I'm sure these comments are out of place since I'm not an engineer who can discuss verilog issues or select companion chips or how something was done in different processors or don't have any slick code designs to my credit but I can tell when a potato is done and I think with the implementation of 2 or 3 items left on your plate, this potato is done.
Well, I feel better now!
The latest form of ONE/MULTI locks covers that, it can get 100% of the available slots.
The HW slot mapper is already doing hard-time Multi-tasking.
Q: Is there enough HW support already, to 'reach-into' the other, now paused tasks, and extract and/or change all of their information - including their PC's and Flags ?
I have not been following things in detail but what you are say sounds like it does what we want stunningly easily.
If I understand you correctly we could have:
1) Two or more hardware scheduled threads running.
2) Say one of them is waiting for an event, a pin change.
3) When that pin change happens the waiting thread changes the hardware scheduling to give itself 100% CPU.
4) It does whatever processing it has to do at full speed.
5) It changes the scheduling back and all the threads resume running, more slowly, together.
6) It waits on the next event.
In that way our critical thread has, in a way, preempted all the others to grab all the CPU capacity for a while.
Is that what you were meaning or am I way off?
If not, can what I describe above be done currently?
P.S. The reason why I have not been following P2 development in detail is that every time I come across YAFI (Yet Another,,,Instruction) being discussed for addition to the design my brain shuts down another notch. The "preempt" business sounds like it would need a bunch more YAFI's.
jmg might have a decent compromise for the Prop2 with the idea of stipulating a shared 1/16 slice for a supervisory task that can preemptively redirect program flow in the partnering task.
I think his idea is to provide unlimited number of preemptive tasks at the kernel level.
That would be used - MacOS 6 and Win3 respectively, past tense! Although the old infrastructure is prolly still intact for the old programs to continue to use.
It is interesting, though, that preemptive OSes only run smoothly when running cooperatively at strategic points down a layer or two.

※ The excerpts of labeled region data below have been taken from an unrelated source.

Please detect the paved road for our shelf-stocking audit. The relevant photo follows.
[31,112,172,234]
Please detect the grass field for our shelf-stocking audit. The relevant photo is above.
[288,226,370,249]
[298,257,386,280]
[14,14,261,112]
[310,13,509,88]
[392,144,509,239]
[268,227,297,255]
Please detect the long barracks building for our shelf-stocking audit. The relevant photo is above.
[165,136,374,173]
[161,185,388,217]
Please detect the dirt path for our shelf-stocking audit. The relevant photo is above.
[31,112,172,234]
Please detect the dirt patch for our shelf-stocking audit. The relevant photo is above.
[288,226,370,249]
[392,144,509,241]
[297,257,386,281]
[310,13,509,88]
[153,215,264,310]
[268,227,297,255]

Having hundreds of preemptive threads is a sure way of:
1) Eating memory, with all those stacks you need, mostly sitting their idle and wasting space.

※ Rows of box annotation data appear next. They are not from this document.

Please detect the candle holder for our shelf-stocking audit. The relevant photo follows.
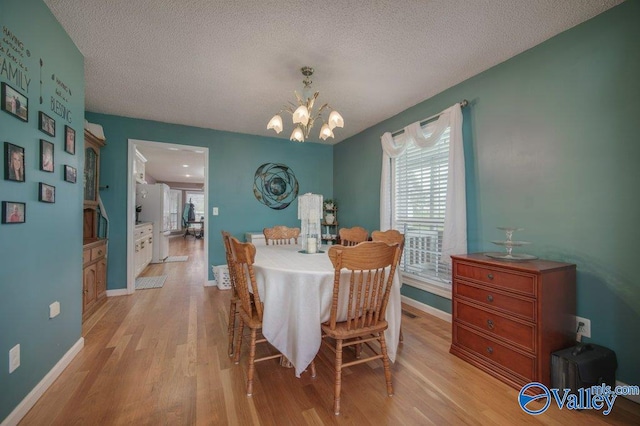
[485,226,538,262]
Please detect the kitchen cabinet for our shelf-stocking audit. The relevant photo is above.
[134,223,153,277]
[82,130,107,320]
[82,239,107,319]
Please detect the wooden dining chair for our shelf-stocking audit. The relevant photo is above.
[221,231,241,356]
[322,241,400,415]
[262,225,300,245]
[338,226,369,246]
[230,237,316,396]
[371,229,404,342]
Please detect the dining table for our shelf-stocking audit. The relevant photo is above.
[253,245,402,377]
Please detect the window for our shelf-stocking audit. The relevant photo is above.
[391,128,451,287]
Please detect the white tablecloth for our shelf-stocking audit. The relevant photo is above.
[254,245,401,377]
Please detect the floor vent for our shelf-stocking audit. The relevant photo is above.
[402,309,417,318]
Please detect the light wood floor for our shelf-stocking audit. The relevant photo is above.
[21,237,640,425]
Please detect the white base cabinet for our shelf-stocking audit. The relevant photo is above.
[134,223,153,277]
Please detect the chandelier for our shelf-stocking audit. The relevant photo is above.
[267,67,344,142]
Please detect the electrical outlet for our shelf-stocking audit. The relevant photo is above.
[49,302,60,318]
[9,343,20,373]
[575,317,591,337]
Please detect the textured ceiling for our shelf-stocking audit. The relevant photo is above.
[44,0,621,143]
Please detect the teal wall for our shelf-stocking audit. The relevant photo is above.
[0,0,84,421]
[334,1,640,384]
[86,112,333,290]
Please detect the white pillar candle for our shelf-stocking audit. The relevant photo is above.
[307,237,317,253]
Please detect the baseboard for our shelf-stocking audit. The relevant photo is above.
[0,337,84,426]
[107,288,129,297]
[402,296,451,322]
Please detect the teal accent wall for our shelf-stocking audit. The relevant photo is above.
[86,112,333,290]
[0,0,84,421]
[334,1,640,385]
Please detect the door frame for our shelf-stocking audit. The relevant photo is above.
[127,139,209,294]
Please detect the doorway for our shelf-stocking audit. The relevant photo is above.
[127,139,209,294]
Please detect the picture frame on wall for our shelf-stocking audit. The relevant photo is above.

2) Creating a slow system, with all the context switching going on.
Even in the Linux world they have cottoned on to this and now build event based web servers, nginx and node.js, that are more efficient than the old process based, Apache, style servers.
Having said that:
If we are running some pthreads. say, from HUB memory, using HUBEXEC How do we swap from on thread to another in the scheduler?

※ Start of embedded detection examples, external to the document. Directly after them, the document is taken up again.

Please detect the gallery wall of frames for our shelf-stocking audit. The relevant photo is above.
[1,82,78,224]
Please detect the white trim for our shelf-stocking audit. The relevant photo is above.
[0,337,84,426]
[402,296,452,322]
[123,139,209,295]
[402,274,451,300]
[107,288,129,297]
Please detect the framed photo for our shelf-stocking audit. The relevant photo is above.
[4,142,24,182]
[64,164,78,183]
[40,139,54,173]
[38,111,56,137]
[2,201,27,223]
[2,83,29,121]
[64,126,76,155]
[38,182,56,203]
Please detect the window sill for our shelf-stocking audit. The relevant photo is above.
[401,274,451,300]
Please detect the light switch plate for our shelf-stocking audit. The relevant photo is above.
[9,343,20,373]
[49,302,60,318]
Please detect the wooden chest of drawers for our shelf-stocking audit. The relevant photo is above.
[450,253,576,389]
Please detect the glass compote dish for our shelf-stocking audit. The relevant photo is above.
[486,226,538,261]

I presume that pthreads used an LMM kernel in the P1 that could check for a reschedule during it's "fetch execute" loop. When we are running with HUB EXEC how is that to be done?
I fairly sure that is not true. It would be shocking if it were. That would be a major security issue.
I don't think this is true. Do you have an example of what you mean?
There is that I guess. The Prop has a big advantage on that front - A Cog can be restarted from a second Cog at the moment so I guess this is currently providing the redundancy factor for those that are using it that way.
I'm generally just referring to yielding. Yielding occurs in many places under the hood whether the coder is expecting it or not.
EDIT: To clarify, I mean cooperation is inherent in hand-overs of yielding within the many layers of an OS. It's nothing to do with the kernel in this case.
Which is related to my question. When multiple pthreads are running in HUBEXEC mode how do we get that yield or thread reschedule done? Still a question in non-preemptive scheduling.
jmg has given a possible solution to creating preemption. That would be doable assuming his question is answered with a, yes, we can read and write the other PC/flags in a Cog.